Policy routing rules are global, and unlike routes not tied to an interface by ifindex. That means, while we take full control over all routes of an interface during a sync, we need to consider that multiple parties can contribute to the global set of rules. That might be muliple connection profiles providing the same rule, or rules that are added externally by the user. NMPRulesManager mediates for that.
This is done by NMPRulesManager "tracking" rules.
Rules that are not tracked by NMPRulesManager are completely ignored (and considered externally added).
When tracking a rule, the caller provides a track-priority. If multiple parties track a rule, then the highest (absolute value of the) priority wins.
If the highest track-priority is positive, NMPRulesManager will add the rule if it's not present.
When the highest track-priority is negative, then NMPRulesManager will remove the rule if it's present (enforce its absence).
The complicated part is, when a rule that was previously tracked becomes no longer tracked. In that case, we need to restore the previous state.
If NetworkManager added the rule earlier, then untracking the rule NMPRulesManager will remove the rule again (restore its previous absent state).
By default, if NetworkManager had a negative tracking-priority and removed the rule earlier (enforced it to be absent), then when the rule becomes no longer tracked, NetworkManager will not restore the rule. Consider: the user adds a rule externally, and then activates a profile that enforces the absence of the rule (causing NetworkManager to remove it). When deactivating the profile, by default NetworkManager will not restore such a rule! It's unclear whether that is a good idea, but it's also unclear why the rule is there and whether NetworkManager should really restore it.
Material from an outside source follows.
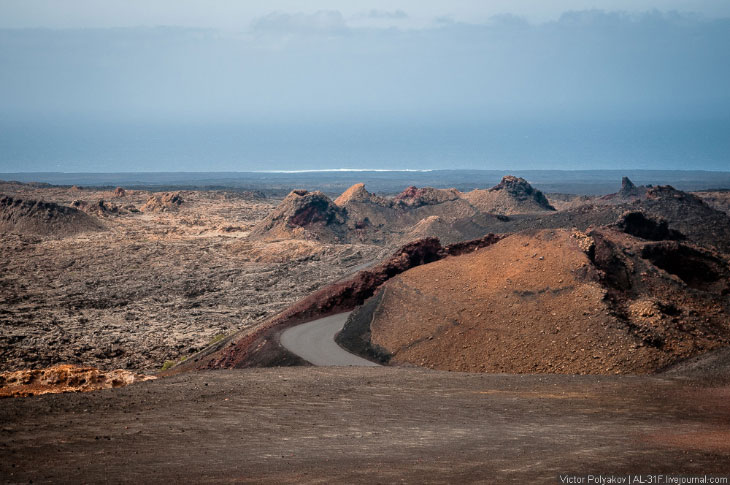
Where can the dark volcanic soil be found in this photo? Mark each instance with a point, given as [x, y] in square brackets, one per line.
[374, 425]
Add weakly tracked rules to account for that. A tracking-priority of zero indicates such weakly tracked rules. The only difference between an untracked rule and a weakly tracked rule is, that when NetworkManager earlier removed the rule (due to a negative tracking-priority), it *will* restore weakly tracked rules when the rules becomes no longer (negatively) tracked. And it attmpts to do that only once.
Likewise, if the rule is weakly tracked and already exists when NMPRulesManager starts posively tracking the rule, then it would not remove again, when no longer positively tracking it.
f41b4cacd platform: support weakly tracked routing rules in NMPRulesManager
src/nm-netns.c | 8 ++++
src/platform/nmp-rules-manager.c | 80 ++++++++++++++++++++++++++++------------
2 files changed, 65 insertions(+), 23 deletions(-)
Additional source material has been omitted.